Representation Learning for Image Retrieval through 3D CNN and Manifold Ranking

Lucas Barbosa de Almeida; Vanessa Helena Pereira-Ferrero; Lucas Pascotti Valem; Jurandy Almeida; Daniel Carlos Guimarães Pedronette

Lucas Barbosa de Almeida UNESP
Vanessa Helena Pereira-Ferrero UNESP
Lucas Pascotti Valem UNESP
Jurandy Almeida UNIFESP
Daniel Carlos Guimarães Pedronette UNESP

Resumo

Despite of the substantial success of Convolutional Neural Networks (CNNs) on many recognition and representation tasks, such models are very reliant on huge amount of data to allow effective training.
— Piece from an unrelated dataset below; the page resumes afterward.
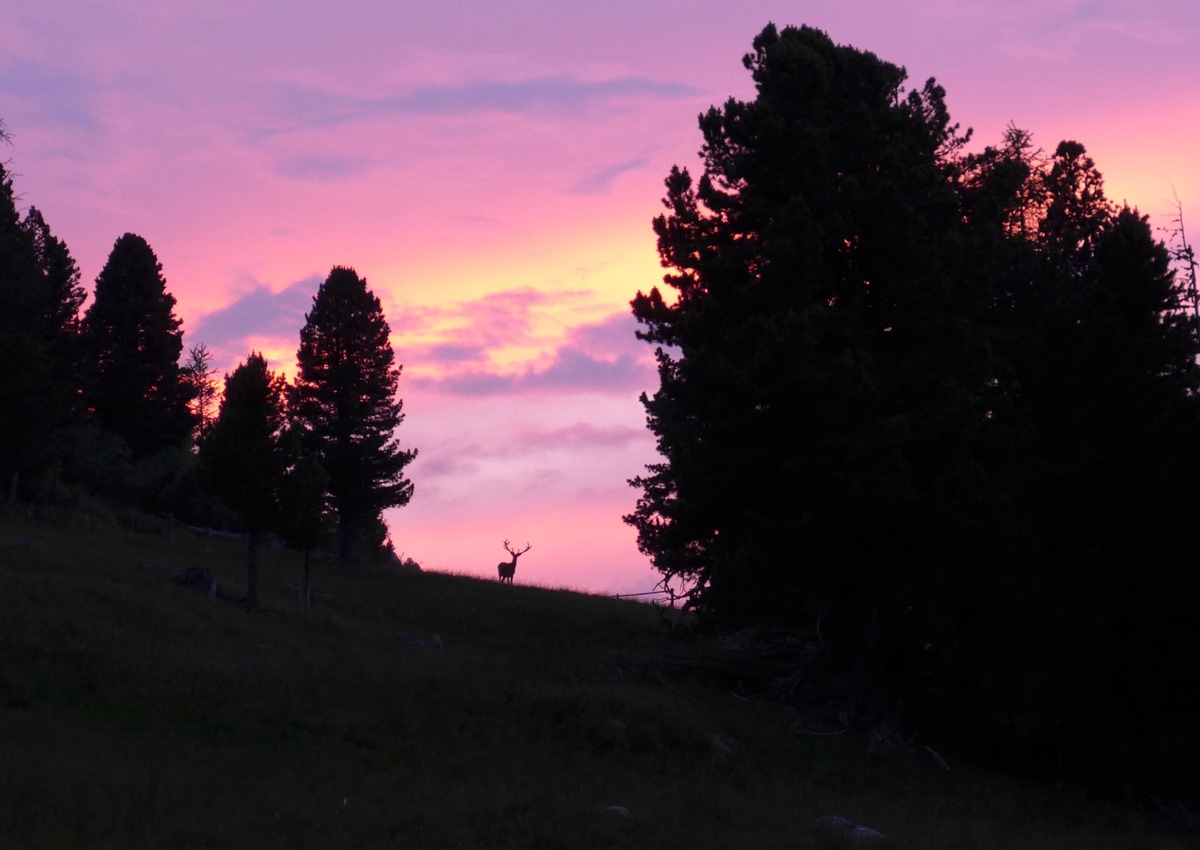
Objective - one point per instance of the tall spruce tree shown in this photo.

In order to improve the generalization ability of CNNs, several approaches have been proposed, including variations of data augmentation strategies. With the goal of achieving more effective retrieval results on unsupervised learning scenarios, we propose a representation learning approach which exploits a rank-based formulation to build a more comprehensive data representation. The proposed model uses 2D and 3D CNNs trained by transfer learning and fuse both representations through a rank-based formulation based on manifold learning algorithms. Our approach was evaluated on an unsupervised image retrieval scenario applied to action recognition datasets. The experimental results indicated that significant effectiveness gains can be obtained on various datasets, reaching +56.93% of relative gains on MAP scores.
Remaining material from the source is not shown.